Hey everyone, it is John, welcome to my recipe site. Today, we’re going to make a distinctive dish, rye sourdough bread. One of my favorites food recipes. For mine, I will make it a bit unique. This is gonna smell and look delicious.
Rye Sourdough Bread is one of the most popular of current trending meals in the world. It’s easy, it is quick, it tastes yummy. It’s enjoyed by millions daily. Rye Sourdough Bread is something that I’ve loved my whole life. They are fine and they look fantastic.
Rye bread, including pumpernickel, is a widely eaten food in Northern and Eastern Europe. Rye is also used to make the familiar crisp bread. Some other uses of rye include rye whiskey and use as an alternative medicine in a liquid form, known as rye extract.
To get started with this recipe, we must first prepare a few components. You can have rye sourdough bread using 8 ingredients and 9 steps. Here is how you can achieve it.
The ingredients needed to make Rye Sourdough Bread:
- Get 100 g bread starter
- Get 200 g rye flour
- Take 100 ml water
- Take 300 g bread flour
- Prepare Tea spoon salt
- Prepare Tea spoon sesame seeds
- Get Tea spoon cumin seeds
- Prepare Table spoon Chia
The rustic crust is deeply colored and boasts beautiful blisters! This sourdough rye bread is a little heavier than a purely wheat loaf but with a lovely depth of flavor. A tight crumb but not too dense, gently nutty but not too sour. It keeps pretty well for a couple of days and is perfect for sandwiches, enjoying as toast or just to snack on.
Instructions to make Rye Sourdough Bread:
- Wake up your bread starter by mixing it with your rye flour and approx half of the water. It should create thick porridge like texture. Let it rest for an hour or so, until you see bubbles forming in the mixture.
- Remove approx 100 g of that mixture to a separate bowl for next time.

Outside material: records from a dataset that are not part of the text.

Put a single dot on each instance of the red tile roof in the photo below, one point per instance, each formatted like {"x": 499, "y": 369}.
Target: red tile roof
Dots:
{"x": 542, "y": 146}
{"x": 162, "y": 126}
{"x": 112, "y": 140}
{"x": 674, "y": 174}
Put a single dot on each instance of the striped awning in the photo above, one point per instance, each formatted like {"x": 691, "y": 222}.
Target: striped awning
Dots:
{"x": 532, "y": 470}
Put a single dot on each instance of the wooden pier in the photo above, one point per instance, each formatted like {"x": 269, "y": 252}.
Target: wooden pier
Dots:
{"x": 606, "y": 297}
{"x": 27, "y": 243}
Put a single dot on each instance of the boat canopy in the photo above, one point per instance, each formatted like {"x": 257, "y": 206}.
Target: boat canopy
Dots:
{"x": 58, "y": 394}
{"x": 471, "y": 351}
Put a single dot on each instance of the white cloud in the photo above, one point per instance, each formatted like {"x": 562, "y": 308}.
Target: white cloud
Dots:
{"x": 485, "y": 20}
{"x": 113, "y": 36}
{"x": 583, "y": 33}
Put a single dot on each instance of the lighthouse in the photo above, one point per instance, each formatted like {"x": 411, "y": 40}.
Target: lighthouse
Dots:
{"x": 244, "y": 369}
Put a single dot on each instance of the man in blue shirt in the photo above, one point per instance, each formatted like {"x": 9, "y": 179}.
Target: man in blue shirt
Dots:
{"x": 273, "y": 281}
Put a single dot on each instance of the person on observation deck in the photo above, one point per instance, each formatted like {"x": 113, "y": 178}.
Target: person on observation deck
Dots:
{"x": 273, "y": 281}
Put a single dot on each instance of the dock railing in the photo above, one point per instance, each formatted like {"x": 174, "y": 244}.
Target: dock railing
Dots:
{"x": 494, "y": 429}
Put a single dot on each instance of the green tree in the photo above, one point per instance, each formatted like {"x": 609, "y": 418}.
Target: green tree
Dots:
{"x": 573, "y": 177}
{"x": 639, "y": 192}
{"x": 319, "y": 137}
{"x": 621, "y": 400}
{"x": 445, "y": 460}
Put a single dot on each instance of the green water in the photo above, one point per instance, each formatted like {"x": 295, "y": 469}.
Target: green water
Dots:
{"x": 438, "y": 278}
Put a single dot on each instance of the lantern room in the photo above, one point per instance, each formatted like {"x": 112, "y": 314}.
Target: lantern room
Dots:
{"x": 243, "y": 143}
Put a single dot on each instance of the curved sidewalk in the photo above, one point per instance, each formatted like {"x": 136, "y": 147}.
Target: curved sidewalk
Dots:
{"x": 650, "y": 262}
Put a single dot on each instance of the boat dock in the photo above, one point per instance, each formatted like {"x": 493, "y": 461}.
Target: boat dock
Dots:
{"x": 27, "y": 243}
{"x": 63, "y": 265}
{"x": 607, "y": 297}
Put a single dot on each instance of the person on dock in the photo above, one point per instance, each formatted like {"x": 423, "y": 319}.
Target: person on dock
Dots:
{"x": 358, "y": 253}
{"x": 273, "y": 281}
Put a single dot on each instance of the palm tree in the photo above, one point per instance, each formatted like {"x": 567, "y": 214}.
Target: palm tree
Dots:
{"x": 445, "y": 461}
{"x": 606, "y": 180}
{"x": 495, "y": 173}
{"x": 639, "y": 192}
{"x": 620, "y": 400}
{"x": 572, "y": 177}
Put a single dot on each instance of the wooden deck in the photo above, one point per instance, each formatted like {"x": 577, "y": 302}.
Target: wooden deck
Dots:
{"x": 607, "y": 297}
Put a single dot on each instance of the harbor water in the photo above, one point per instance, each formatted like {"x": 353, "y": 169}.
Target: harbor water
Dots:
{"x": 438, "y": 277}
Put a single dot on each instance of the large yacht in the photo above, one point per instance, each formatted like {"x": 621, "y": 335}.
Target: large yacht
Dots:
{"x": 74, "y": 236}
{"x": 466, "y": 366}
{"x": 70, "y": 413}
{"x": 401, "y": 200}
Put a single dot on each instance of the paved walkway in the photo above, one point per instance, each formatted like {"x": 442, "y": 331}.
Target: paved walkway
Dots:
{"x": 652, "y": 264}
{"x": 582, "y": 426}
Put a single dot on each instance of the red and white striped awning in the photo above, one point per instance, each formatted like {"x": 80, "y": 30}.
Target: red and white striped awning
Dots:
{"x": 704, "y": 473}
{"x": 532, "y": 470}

Then mix all the ingredients in a bowl, adding just enough water so the dough is thick but still slightly sticky. Be careful with water.mix really really well. I use Kitchen Aid standing mixer with bread dough and I mix it for about 5 min.
- Cover and let it rest in a warm place for about an hour
- Flour your work surface and put the dough on it and start folding your bread. Create square shape, fold the dough from up to down and from left to right. This way some more flour will get incorporated into the dough. Do this for about 5 min.
- Place it into your bread bowl and let rest in warm place for 4 h
- Heat your oven on 240 Celsius, including the baking dish you will bake your bread on. Once hot, transfer your dough quickly on the baking tray and pop in the oven.
- Pour some hot water I. The oven on a separate dish to create steam.
- Bake for 20 min on 240, the. Lower to 200 for another 20-30 min. The bread must sound hollow when you tap on it
- Let it rest till it cools down. Enjoy! I love this bread so much!
I've taken the recipe as an inspiration and followed the process and the basic proportions. However, I adjusted ingredients, since I'm from Russia and Russian people are mad about rye bread. To make the starter: Combine the milk, yeast, and flour. It's my first ever sourdough bread and was a bit nervous about starting off with rye flour. Rye is a lovely flour to work with and it tends to.